A Pentagon review has confirmed an earlier U.S. Africa Command investigation that there was "no single point of failure" or any criminal negligence amid a 2020 al-Shabaab attack on a Kenya base that killed a U.S. service member and two contractors.
But the U.S. base and an adjacent airfield were more vulnerable due to a culture of complacency among forces deployed there, and several troops -- both enlisted and senior officers -- were punished through "performance evaluations, decorations, unfavorable information files, and control rosters," the Air Force said Thursday.
"These actions can affect the individual's career in terms of promotion eligibility, reenlistment, and assignments," according to an Air Force statement released along with the Pentagon findings. "For the officers who were identified, regardless of the action taken, the findings of the investigation will be documented in their Officer Selection Record."
The service said it would not release the names of those punished due to privacy concerns.
Overall, a review of the initial investigation by Africa Command into the Jan. 2, 2020, attack at Manda Bay, Kenya, by Army Gen. Paul Funk agreed that there was no criminal negligence or misconduct by U.S. personnel who were stationed at the naval base with Kenyan forces.
"I concurred that the proximate cause of the death of three U.S. citizens, injuries to three other U.S. citizens, and the loss of U.S. aircraft and property was the attack by a masked force of determined, disciplined and well-resourced al-Shabaab fighters," said Funk, who is head of the Army's Training and Doctrine Command.
Funk briefed reporters at the Pentagon about the review's findings.
"No single point of failure directly caused the loss of life and damage to the property at Manda Bay," he said. "My review found that neither criminal negligence nor misconduct by any U.S. personnel was the proximate cause of loss of life or property at cooperative security location Manda Bay."
Defense Secretary Lloyd Austin accepted the review conclusions, effectively shutting the book on the stunning attack that killed Army Spc. Henry "Mitch" Mayfield Jr., 23, of Hazel Crest, Illinois; and two contractor pilots, Dustin Harrison, 47, and Bruce Triplett, 64.
Austin ordered the review last year to "ensure the department had a complete look at the causes of the attack," Funk said.
Funk's review agreed with Africa Command that the disastrous attack was made worse by a lack of focus on force protection; inadequate understanding of the threat from the terror group; inadequate preparation by security forces; and poor mission command at the tactical level.
The incident has led to new training requirements for all troops who deploy to Africa, where the U.S. is working with countries like Kenya and Somalia to root out extremist groups and militias.

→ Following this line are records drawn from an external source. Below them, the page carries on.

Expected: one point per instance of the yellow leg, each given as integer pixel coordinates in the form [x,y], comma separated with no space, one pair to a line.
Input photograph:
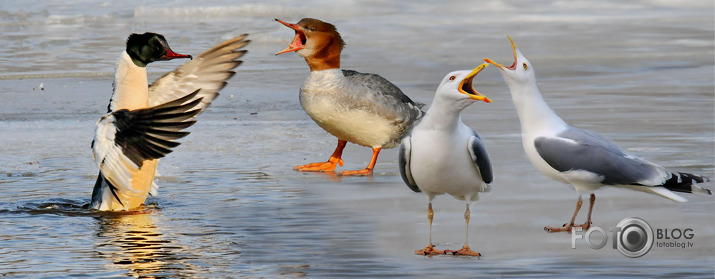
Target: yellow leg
[465,250]
[429,250]
[567,227]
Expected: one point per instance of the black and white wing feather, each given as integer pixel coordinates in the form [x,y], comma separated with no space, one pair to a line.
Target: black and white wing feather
[404,164]
[480,157]
[208,72]
[125,138]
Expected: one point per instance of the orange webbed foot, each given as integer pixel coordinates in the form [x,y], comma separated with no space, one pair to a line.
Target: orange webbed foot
[465,251]
[363,172]
[330,165]
[564,228]
[429,251]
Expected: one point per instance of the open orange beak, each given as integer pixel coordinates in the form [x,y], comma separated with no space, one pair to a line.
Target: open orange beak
[298,41]
[170,54]
[500,66]
[466,86]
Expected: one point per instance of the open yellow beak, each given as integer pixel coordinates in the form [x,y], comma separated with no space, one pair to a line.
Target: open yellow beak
[500,66]
[466,86]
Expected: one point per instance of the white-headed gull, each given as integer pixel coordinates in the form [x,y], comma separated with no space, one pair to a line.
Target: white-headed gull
[443,156]
[579,157]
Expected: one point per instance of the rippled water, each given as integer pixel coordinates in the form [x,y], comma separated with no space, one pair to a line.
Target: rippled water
[640,73]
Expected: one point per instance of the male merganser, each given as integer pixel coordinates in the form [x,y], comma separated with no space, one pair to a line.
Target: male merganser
[579,157]
[443,156]
[144,122]
[361,108]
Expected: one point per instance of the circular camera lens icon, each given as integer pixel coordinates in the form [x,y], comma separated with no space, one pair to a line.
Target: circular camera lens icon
[635,237]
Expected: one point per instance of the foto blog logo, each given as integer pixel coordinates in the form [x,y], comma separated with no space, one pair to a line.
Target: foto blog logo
[633,237]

About 30-40 al-Shabaab fighters launched mortars at the U.S. Camp Simba before attacking an airfield at Manda Bay, in what the Pentagon deemed a complex attack. The Africa terror group is the largest affiliate of al-Qaida, which was responsible for the Sept. 11, 2001, attacks.
Mayfield and another service member were clearing the landing strip in the morning and saw the heat signatures of fighters hiding in the bush but mistook them for hyenas, according to Lt. Gen. Steven Basham, deputy commander of U.S. Air Forces in Europe-Air Forces Africa, who participated in the Funk review.
The fighters launched rocket-propelled grenades at the airfield, first hitting the men's vehicle and then the aircraft being flown by Harrison and Triplett, Basham said.
"The first RPG penetrated the front windshield but did not explode," he said. "The second RPG penetrated the driving side door and a moment later this device detonated, killing Spc. Mayfield instantly."